September National Childhood Obesity Awareness Month
American College of Sports Medicine
One in 3 children in the U.S. is overweight or obese. Childhood obesity puts kids at risk for health problems that were once seen only in adults, like type 2 diabetes, high blood pressure, and heart disease.
The good news? Childhood obesity can be prevented. Communities, health professionals, and families can work together to create opportunities for kids to eat healthier and move more.
Make a difference for kids: Spread the word about strategies for preventing childhood obesity and encourage communities, organizations, families, and individuals to get involved.
How can National Childhood Obesity Awareness Month make a difference?
We can all use this month to raise awareness about the obesity epidemic and show people how they can take action toward a solution — both at home and in the larger community.
Here are just a few ideas:
- Encourage families to make small changes, like keeping fresh fruit within their children’s reach or going on a family walk after dinner.

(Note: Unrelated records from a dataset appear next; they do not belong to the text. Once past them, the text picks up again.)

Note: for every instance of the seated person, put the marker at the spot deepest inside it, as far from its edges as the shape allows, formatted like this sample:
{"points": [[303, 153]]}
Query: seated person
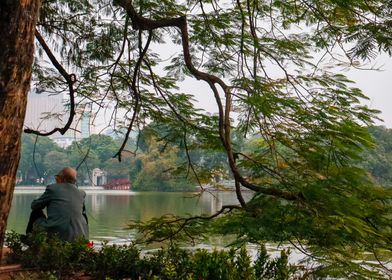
{"points": [[65, 207]]}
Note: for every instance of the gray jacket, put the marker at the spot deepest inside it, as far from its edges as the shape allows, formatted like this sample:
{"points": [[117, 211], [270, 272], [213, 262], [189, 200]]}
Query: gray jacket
{"points": [[65, 209]]}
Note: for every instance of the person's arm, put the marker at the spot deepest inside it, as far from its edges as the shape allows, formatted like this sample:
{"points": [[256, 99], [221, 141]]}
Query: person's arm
{"points": [[84, 213], [42, 201]]}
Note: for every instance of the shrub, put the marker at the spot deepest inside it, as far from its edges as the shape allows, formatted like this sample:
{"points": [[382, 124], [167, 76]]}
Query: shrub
{"points": [[60, 260]]}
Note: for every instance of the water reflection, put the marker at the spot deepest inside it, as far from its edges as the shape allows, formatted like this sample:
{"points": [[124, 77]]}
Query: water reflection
{"points": [[110, 211]]}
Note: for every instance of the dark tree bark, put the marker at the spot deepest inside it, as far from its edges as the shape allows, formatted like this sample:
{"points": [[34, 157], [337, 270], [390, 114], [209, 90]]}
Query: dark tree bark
{"points": [[17, 28]]}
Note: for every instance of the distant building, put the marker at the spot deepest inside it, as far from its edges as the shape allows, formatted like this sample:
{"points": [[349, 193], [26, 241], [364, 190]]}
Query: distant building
{"points": [[98, 177], [48, 111]]}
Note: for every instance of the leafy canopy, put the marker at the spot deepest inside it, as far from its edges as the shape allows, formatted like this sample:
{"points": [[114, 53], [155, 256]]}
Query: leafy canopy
{"points": [[271, 70]]}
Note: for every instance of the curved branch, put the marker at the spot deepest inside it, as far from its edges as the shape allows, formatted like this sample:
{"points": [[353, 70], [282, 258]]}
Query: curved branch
{"points": [[136, 94], [141, 23], [69, 78]]}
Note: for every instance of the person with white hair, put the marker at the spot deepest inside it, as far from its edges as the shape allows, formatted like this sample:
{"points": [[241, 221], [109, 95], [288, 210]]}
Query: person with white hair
{"points": [[65, 207]]}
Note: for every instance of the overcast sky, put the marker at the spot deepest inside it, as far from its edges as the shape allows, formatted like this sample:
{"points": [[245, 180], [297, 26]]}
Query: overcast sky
{"points": [[377, 85]]}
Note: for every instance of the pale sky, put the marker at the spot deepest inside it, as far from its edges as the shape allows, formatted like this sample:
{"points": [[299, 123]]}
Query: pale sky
{"points": [[377, 85]]}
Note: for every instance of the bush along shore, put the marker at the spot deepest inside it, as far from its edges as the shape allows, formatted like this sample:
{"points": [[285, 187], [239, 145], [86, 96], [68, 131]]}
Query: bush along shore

- Motivate teachers and administrators to make schools healthier by providing quality nutrition and making sure physical activity is a part of every student’s day.
- Ask doctors and nurses to be leaders in their communities by supporting programs to prevent childhood obesity.

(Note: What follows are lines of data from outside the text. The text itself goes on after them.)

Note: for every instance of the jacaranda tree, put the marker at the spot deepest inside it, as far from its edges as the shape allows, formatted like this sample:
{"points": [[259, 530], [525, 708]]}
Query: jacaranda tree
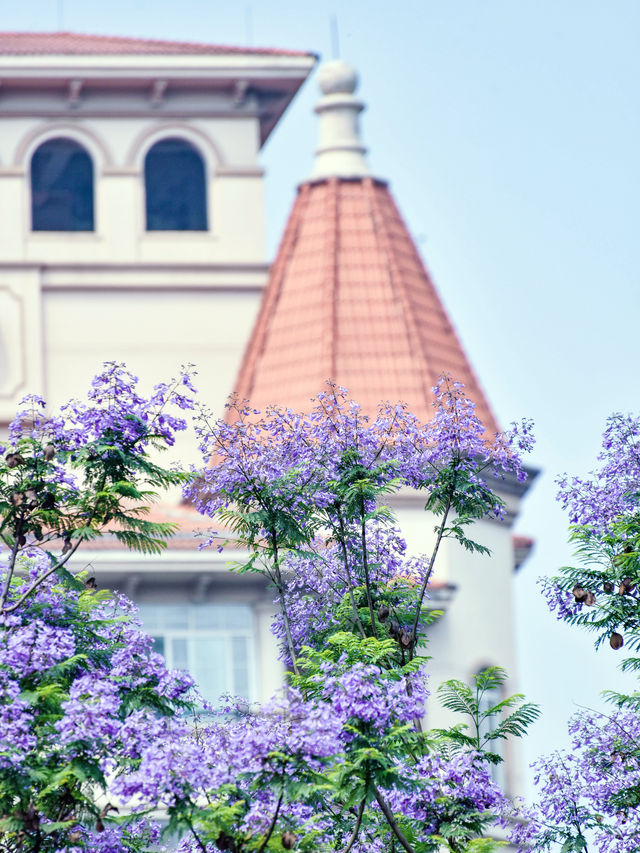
{"points": [[590, 795], [338, 760]]}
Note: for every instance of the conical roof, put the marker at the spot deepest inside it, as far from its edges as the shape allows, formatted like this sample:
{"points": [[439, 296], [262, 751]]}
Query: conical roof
{"points": [[348, 296]]}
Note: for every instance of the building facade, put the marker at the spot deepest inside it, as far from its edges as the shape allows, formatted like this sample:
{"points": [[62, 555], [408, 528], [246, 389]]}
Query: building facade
{"points": [[131, 229]]}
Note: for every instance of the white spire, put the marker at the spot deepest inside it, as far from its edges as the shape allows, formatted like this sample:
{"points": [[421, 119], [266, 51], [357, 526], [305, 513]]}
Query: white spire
{"points": [[340, 153]]}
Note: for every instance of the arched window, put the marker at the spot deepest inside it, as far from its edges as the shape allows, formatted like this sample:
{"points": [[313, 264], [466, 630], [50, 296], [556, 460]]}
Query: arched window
{"points": [[174, 178], [61, 187]]}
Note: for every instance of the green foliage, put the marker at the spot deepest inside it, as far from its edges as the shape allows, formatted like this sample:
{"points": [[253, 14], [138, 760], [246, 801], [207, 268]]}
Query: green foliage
{"points": [[510, 717]]}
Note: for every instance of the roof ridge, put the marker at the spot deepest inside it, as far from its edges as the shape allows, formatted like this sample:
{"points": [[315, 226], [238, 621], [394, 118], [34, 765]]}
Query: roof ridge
{"points": [[349, 295], [255, 348], [123, 41], [397, 282]]}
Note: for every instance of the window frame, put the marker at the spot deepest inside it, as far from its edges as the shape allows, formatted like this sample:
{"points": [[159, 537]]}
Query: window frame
{"points": [[81, 149], [204, 211]]}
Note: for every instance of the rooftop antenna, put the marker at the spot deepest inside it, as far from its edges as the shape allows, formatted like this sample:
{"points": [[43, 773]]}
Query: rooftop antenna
{"points": [[335, 39], [248, 25]]}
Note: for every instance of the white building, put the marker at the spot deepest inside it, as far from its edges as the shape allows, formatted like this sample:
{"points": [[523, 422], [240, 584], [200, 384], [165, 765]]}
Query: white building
{"points": [[131, 228]]}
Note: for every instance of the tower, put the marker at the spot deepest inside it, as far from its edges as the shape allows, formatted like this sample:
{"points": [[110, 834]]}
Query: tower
{"points": [[348, 298]]}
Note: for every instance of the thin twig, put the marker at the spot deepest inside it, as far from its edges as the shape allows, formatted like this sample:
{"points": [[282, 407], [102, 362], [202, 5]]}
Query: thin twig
{"points": [[272, 825], [365, 565], [356, 829], [283, 604], [12, 561], [40, 580], [386, 811], [345, 558], [425, 583]]}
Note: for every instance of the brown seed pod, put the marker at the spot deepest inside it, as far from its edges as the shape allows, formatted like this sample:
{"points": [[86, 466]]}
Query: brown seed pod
{"points": [[383, 613], [616, 641], [288, 840], [579, 593]]}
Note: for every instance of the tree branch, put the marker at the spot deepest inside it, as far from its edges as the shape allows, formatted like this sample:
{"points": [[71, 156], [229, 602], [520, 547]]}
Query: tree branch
{"points": [[386, 811]]}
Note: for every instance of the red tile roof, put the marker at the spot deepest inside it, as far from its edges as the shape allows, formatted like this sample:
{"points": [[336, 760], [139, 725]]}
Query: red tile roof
{"points": [[18, 44], [349, 299]]}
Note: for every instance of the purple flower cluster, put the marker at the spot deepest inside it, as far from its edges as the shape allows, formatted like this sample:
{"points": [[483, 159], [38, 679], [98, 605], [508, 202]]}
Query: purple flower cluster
{"points": [[585, 791], [365, 693], [559, 601], [612, 490], [301, 456], [79, 688]]}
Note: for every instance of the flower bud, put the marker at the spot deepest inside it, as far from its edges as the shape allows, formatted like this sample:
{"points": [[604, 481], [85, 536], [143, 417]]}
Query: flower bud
{"points": [[616, 641], [579, 593]]}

How can I help spread the word?
We’ve made it easier for you to make a difference. This toolkit is full of ideas to help you take action today. For example:
Take action to increase awareness about childhood obesity.
- Host a community cleanup event to help make a neighborhood park a safer place for children to play and be active.

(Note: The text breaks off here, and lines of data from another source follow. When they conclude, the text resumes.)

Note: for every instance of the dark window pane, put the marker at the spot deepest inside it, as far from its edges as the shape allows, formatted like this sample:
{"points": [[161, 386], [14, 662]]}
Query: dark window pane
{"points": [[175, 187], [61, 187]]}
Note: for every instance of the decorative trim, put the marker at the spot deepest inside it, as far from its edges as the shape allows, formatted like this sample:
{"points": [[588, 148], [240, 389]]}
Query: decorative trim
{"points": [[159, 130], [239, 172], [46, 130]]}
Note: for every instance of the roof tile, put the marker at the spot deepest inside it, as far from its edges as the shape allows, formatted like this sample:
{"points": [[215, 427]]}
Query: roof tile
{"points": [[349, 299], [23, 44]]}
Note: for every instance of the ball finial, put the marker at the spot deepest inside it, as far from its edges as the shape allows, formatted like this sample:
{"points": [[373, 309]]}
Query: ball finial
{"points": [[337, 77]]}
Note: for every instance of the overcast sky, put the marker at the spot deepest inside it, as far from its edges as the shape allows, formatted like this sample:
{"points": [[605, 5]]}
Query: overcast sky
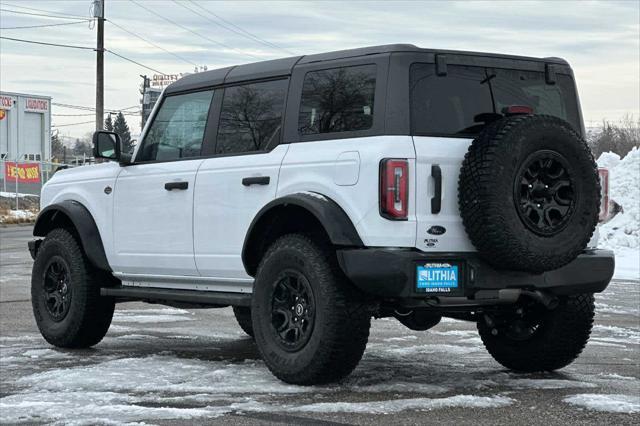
{"points": [[601, 40]]}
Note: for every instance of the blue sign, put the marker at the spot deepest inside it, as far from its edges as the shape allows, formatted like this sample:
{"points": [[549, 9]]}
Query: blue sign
{"points": [[437, 278]]}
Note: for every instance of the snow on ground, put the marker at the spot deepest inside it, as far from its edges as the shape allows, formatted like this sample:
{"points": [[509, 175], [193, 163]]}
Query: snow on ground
{"points": [[13, 195], [608, 403], [117, 384], [622, 233], [394, 406], [152, 316]]}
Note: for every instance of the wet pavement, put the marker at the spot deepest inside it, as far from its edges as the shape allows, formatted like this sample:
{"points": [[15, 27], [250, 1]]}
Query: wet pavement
{"points": [[161, 365]]}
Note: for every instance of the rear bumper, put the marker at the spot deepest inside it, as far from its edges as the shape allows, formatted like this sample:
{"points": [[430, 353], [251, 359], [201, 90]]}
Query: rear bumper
{"points": [[391, 273]]}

- Send this e-card to your agency’s email list with parenting tips on encouraging healthy eating and physical activity.
- Promote farm-to-school programs and school gardens. Encourage schools to join the HealthierUS School Challenge.
- Host a community fitness event where families can be active while learning about local health and fitness resources.
- Set an example by talking with family members and friends about eating healthy, getting enough physical activity, and limiting screen time.
- Share resources from Let’s Move! with local health clinics and community centers.
Adapted from The American College of Sports Medicine, Centers for Disease Control and Prevention, and Let’sMove.gov.